Monday, February 20, 2012

The Iron Lady (M)

Review by Richard Jones


MARGARET Thatcher was a polarising influence during her remarkable tenure as Britain's Prime Minister from early May 1979 to November 1990. In Phyllida Lloyd's biopic, long-retired Baroness Thatcher (Meryl Streep) is in the early stages of dementia, constantly surrounded by voices from her past.

Prime among them is the voice of her long-suffering but very supportive husband, Denis (Jim Broadbent).

Except, he's not there. Denis had passed away several years earlier. So although Margaret has staff around her, plus an armed guard, her sole family contact is with daughter Carol (Olivia Colman).

Director Lloyd takes us from young Margaret's induction into the local
Conservative Party's organisation to winning her first seat in the House of Commons as Margaret Roberts in 1959.

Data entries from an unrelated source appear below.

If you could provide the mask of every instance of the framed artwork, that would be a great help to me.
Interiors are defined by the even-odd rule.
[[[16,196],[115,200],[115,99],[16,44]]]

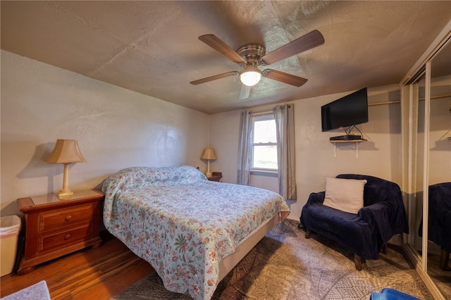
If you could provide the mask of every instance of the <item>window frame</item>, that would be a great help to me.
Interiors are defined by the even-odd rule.
[[[250,159],[251,159],[251,167],[250,171],[251,174],[254,173],[266,173],[266,174],[278,174],[278,159],[276,157],[276,163],[277,168],[258,168],[254,166],[254,147],[255,146],[276,146],[276,149],[277,151],[277,141],[276,142],[266,142],[266,143],[254,143],[254,135],[255,130],[255,123],[260,121],[265,121],[272,120],[276,123],[276,118],[274,118],[274,115],[272,112],[268,113],[262,113],[258,115],[252,115],[252,132],[251,132],[251,151],[250,151]],[[275,132],[277,134],[277,132]]]

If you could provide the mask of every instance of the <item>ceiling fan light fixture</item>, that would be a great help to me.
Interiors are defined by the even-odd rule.
[[[261,79],[261,71],[257,68],[245,69],[240,73],[240,80],[243,85],[252,87]]]

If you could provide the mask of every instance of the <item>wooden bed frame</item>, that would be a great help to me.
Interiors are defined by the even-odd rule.
[[[250,251],[252,248],[271,230],[280,219],[279,213],[260,225],[237,246],[235,252],[225,256],[219,262],[219,282]]]

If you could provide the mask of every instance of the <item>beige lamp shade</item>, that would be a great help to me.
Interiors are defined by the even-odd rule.
[[[214,151],[211,148],[206,148],[204,151],[204,155],[201,157],[201,159],[206,159],[206,173],[205,175],[206,177],[211,177],[211,173],[210,173],[210,161],[212,159],[216,159],[216,156],[214,155]]]
[[[62,163],[64,165],[63,177],[63,188],[56,193],[58,197],[63,200],[70,199],[73,192],[68,188],[69,168],[72,163],[85,163],[86,160],[78,148],[75,139],[57,139],[55,148],[45,160],[49,163]]]
[[[57,139],[55,148],[45,160],[49,163],[85,163],[75,139]]]
[[[204,151],[204,155],[201,157],[202,159],[216,159],[216,156],[214,155],[214,151],[211,148],[206,148]]]

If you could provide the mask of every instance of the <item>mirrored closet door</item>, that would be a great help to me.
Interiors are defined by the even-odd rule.
[[[428,148],[428,185],[450,182],[451,185],[451,42],[448,41],[431,61],[431,97],[428,103],[429,126]],[[433,197],[434,199],[433,199]],[[429,235],[451,236],[451,227],[440,221],[443,201],[451,201],[451,194],[431,193],[428,194],[429,213],[428,228]],[[450,224],[450,223],[447,223]],[[429,237],[427,247],[427,273],[445,299],[451,299],[451,268],[440,268],[443,242]],[[449,260],[449,253],[448,253]]]
[[[410,227],[405,249],[435,299],[451,299],[451,268],[449,263],[440,265],[445,256],[440,242],[435,240],[438,232],[451,228],[437,225],[439,217],[433,215],[437,202],[429,204],[430,186],[451,182],[450,27],[451,23],[442,32],[443,39],[435,41],[437,45],[428,58],[408,76],[413,79],[402,87],[402,97],[403,139],[409,148],[403,151]],[[437,198],[449,201],[451,194]]]

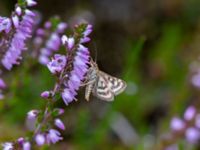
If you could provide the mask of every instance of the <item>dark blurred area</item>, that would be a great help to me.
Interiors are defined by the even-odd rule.
[[[87,103],[80,94],[77,103],[66,107],[65,140],[51,149],[155,150],[172,116],[181,115],[190,104],[200,106],[189,70],[200,54],[199,0],[37,2],[34,9],[41,14],[41,24],[55,15],[70,26],[83,20],[93,24],[92,56],[101,70],[128,84],[126,92],[109,104],[95,98]],[[0,0],[0,14],[9,15],[15,3]],[[17,129],[23,129],[26,112],[43,106],[39,94],[51,88],[53,79],[43,66],[36,68],[8,73],[13,78],[11,94],[6,104],[0,104],[0,118],[7,120],[0,131],[7,136],[0,136],[0,141],[24,133]],[[27,79],[21,81],[25,73]],[[58,105],[64,107],[62,102]]]

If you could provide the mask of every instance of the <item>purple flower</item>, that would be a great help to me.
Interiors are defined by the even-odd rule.
[[[24,138],[23,138],[23,137],[18,138],[18,139],[17,139],[17,142],[18,142],[18,144],[22,147],[23,144],[24,144]]]
[[[17,15],[13,16],[12,21],[13,21],[15,28],[18,28],[19,27],[19,17]]]
[[[184,113],[184,119],[187,121],[192,120],[196,115],[196,109],[193,106],[190,106],[186,109]]]
[[[47,65],[50,61],[50,57],[54,52],[58,51],[61,47],[61,34],[67,28],[66,23],[59,23],[54,32],[51,29],[51,22],[47,21],[44,25],[44,29],[39,29],[37,31],[37,36],[34,39],[36,45],[36,50],[40,51],[39,62],[43,65]],[[52,32],[52,33],[51,33]],[[46,40],[43,40],[46,39]],[[44,47],[42,47],[45,45]]]
[[[17,8],[15,9],[15,12],[17,13],[18,16],[21,16],[21,14],[22,14],[21,7],[17,6]]]
[[[176,144],[170,145],[167,148],[165,148],[165,150],[178,150],[178,146]]]
[[[28,119],[35,119],[38,116],[38,110],[31,110],[27,113],[27,118]]]
[[[58,24],[57,32],[58,33],[63,33],[67,28],[67,24],[64,22],[61,22]]]
[[[66,105],[68,105],[68,103],[72,102],[75,97],[75,95],[71,91],[69,91],[68,88],[63,90],[61,96]]]
[[[49,39],[49,41],[47,41],[46,47],[48,49],[51,49],[53,51],[57,51],[60,48],[60,37],[57,33],[53,33]]]
[[[61,130],[65,130],[65,125],[60,119],[55,119],[54,124]]]
[[[11,29],[11,20],[6,17],[0,17],[0,32],[5,31],[8,33]]]
[[[200,114],[197,114],[195,118],[195,126],[200,129]]]
[[[42,146],[45,143],[45,137],[43,134],[37,134],[35,136],[35,142],[37,143],[38,146]]]
[[[64,114],[65,110],[62,108],[55,108],[54,112],[56,112],[58,115],[62,115]]]
[[[6,142],[2,144],[3,150],[14,150],[13,143]]]
[[[52,24],[51,24],[50,21],[47,21],[47,22],[45,22],[45,24],[44,24],[44,27],[45,27],[46,29],[51,28],[51,26],[52,26]]]
[[[74,47],[75,40],[73,37],[67,37],[66,35],[62,36],[62,43],[66,45],[68,50],[71,50]]]
[[[25,50],[25,40],[31,37],[34,24],[33,19],[33,13],[26,10],[26,13],[22,17],[22,21],[19,23],[16,33],[10,43],[10,47],[3,56],[2,64],[6,69],[11,70],[14,64],[19,64],[18,60],[21,58],[20,55],[22,51]]]
[[[92,32],[92,25],[87,25],[85,31],[83,32],[83,37],[80,40],[80,43],[87,43],[90,41],[88,35]]]
[[[44,91],[41,93],[40,95],[42,98],[47,99],[50,96],[50,92],[49,91]]]
[[[55,144],[56,142],[58,142],[62,139],[63,138],[61,137],[60,132],[55,129],[50,129],[46,136],[46,140],[47,140],[48,144],[50,144],[50,143]]]
[[[31,144],[29,142],[25,142],[23,144],[23,150],[31,150]]]
[[[185,122],[180,118],[174,117],[171,120],[171,129],[174,131],[180,131],[185,127]]]
[[[55,54],[54,58],[47,64],[48,69],[51,73],[60,73],[66,65],[66,56]]]
[[[194,127],[190,127],[185,132],[186,140],[192,144],[197,143],[200,138],[200,132]]]
[[[35,0],[26,0],[28,6],[35,6],[37,3]]]
[[[0,78],[0,89],[5,89],[6,88],[6,84],[3,81],[3,79]]]
[[[200,88],[200,72],[196,73],[192,76],[191,83],[197,87]]]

Always she stays true to the ringing words of her small-businessman father (Iain Glen). "Never go with the crowd, Margaret. Go your own way."
And so we see Thatcher take her nation through the Falklands War, the 1984 miners strike, the failed IRA assassination bombing attempt at the Tory convention and ultimately German reunification when the Berlin Wall comes down.

Streep is simply extraordinary as Thatcher. The voice, the posture, the
intonation and the movement are breathtakingly precise.
If she doesn't win an Oscar at this month's Academy Awards ceremony in Los Angeles, I'm giving up writing film reviews and handing in the laptop
keyboard!

I totally agree with Richard. I was sceptical about an American Actress playing a British Dame.
But having seen her performance I admit I was wrong about Meryl Steep, she was brilliant.